As a professional couple, we were able to afford a freshly renovated home in what was still considered a “transitional” – but already desirable – area. Our property value has risen significantly over the six years since then, as the array of neighborhood amenities continues to expand. Various artist studios and galleries, several performance venues (offering live music, theatre, and dance), and a wide range of restaurants, bars, coffee shops, boutique stores, and other specialty businesses line the main drag of Butler Street and enhance our quality of life.
Very few, if any, struggling artists are moving here these days. And it’s not only creative types who’ve been priced out. Some people who’ve lived in Lawrenceville for many years – even if they own homes and weren’t forced to relocate to an area with lower rents – no doubt lack the financial means to eat and shop at the new crop of local establishments. Have the changes to their neighborhood over the past decade or so improved their quality of life? In terms of things like personal security it’s likely so (although perhaps not as decidedly as one might think). But do they share the strong community identification felt by the “urban pioneers” who led the redevelopment efforts and even by we Johnny-come-lately types who arrived in time to get in on the spoils without having to do the hard work? Or have their “soulful stakes” actually declined?
As I contemplate this situation, I recall some additional words spoken by the artist panelist at the urban renewal forum. At an earlier point in the discussion, she said something along these lines: “All of our places belong to all of us. And all of us are worthy of being here.”
Vanessa’s approach to embodying those principles, which essentially turns her private residence into a public art house, might not be practical or appropriate for everyone. But we all can learn from her commitment to embodying them.
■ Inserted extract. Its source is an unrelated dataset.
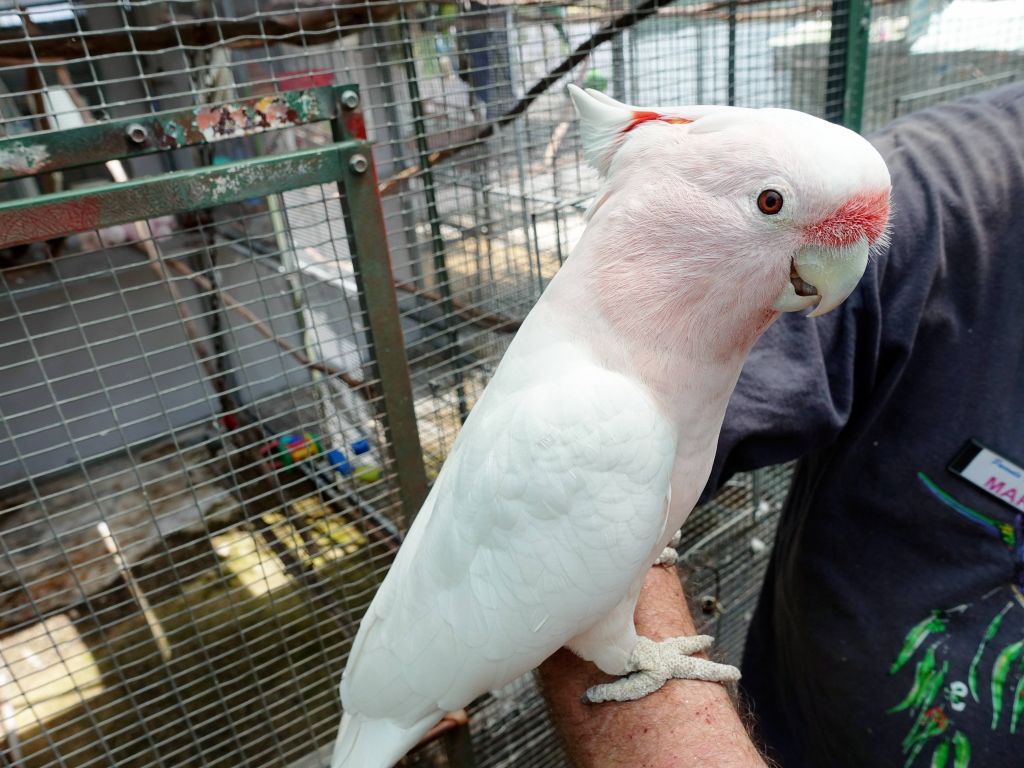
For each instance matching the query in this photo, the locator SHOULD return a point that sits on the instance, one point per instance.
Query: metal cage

I wonder what Lawrenceville would look like if its revitalization had somehow managed to give everyone here – artist or not – soulful stakes in the neighborhood. (That it hasn’t is not intended as criticism of community groups such as Lawrenceville United, which have my utmost respect for their efforts on behalf of residents.) I wonder if that’s even possible. And I wonder if it’s not too late. Could artists use their imaginative capacities to help lead that kind of transformation?
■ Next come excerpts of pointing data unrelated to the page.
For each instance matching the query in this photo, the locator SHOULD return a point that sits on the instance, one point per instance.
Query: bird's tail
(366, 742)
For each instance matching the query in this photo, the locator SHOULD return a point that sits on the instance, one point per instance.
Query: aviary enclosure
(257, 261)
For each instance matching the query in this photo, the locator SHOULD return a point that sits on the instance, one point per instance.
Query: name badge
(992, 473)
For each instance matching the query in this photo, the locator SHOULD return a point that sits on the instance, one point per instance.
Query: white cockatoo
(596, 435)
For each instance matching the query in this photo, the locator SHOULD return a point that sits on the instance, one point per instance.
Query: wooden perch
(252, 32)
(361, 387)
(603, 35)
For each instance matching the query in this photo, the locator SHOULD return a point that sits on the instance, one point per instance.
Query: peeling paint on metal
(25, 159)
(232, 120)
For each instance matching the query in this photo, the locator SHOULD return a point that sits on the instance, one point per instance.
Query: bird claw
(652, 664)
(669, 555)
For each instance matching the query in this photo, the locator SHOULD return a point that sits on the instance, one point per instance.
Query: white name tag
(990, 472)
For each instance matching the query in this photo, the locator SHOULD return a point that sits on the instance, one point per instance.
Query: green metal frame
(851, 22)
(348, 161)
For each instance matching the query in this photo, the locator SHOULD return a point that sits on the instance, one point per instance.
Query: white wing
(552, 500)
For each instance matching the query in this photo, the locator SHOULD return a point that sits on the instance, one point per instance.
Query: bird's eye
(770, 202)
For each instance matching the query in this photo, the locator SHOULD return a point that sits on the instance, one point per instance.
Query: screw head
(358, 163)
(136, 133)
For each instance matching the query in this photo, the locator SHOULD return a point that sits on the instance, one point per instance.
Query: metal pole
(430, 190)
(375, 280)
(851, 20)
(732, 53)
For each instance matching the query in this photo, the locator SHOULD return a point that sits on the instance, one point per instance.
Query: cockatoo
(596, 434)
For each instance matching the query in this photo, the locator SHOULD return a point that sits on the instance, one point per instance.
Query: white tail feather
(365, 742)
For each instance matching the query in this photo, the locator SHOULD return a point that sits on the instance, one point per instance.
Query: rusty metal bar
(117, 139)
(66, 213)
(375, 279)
Among the assorted existing annual neighborhood events – many with at least a loosely defined “arts” angle (architectural, culinary, gardening) – designed to celebrate the community, Art All Night may represent a step in that direction. For the last sixteen years, a completely volunteer team of artists and non-artists (if there really is such a thing) has put on a fully democratic (non-juried and uncensored) showcase – with free admission – for artists of all kinds from the entire southwestern Pennsylvania region that brings over ten thousand people to Lawrenceville in a 24-hour span. But I’ve heard residents shrug off its substance to complain about its effect on traffic.
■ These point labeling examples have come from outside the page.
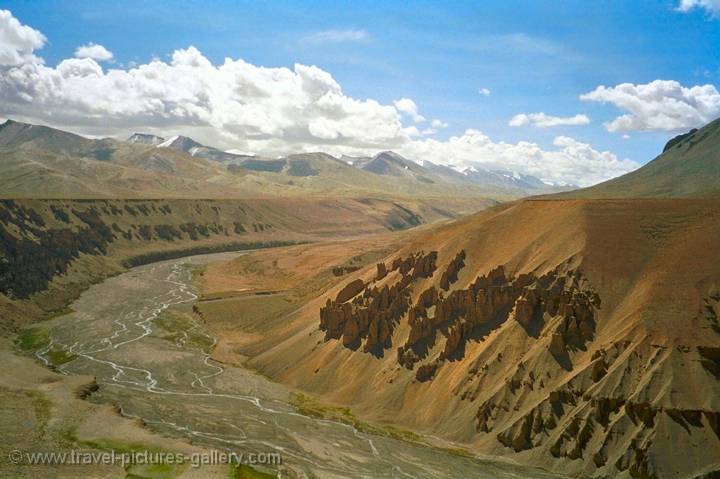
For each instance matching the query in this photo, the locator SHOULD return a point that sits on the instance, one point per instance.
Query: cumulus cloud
(541, 120)
(337, 36)
(96, 52)
(241, 106)
(407, 106)
(661, 105)
(17, 41)
(712, 6)
(571, 162)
As Pittsburgh continues to attract more artists from outside the city and cultivate more from within, maybe we all can strive to think about how our work might engage audiences differently – and engage different audiences – and what that might mean in terms of everyone possessing soulful stakes in our communities and neighborhoods.
And – who knows? – maybe residents of other post-industrial cities that haven’t yet recovered as fully as Pittsburgh will turn to us for yinzpiration.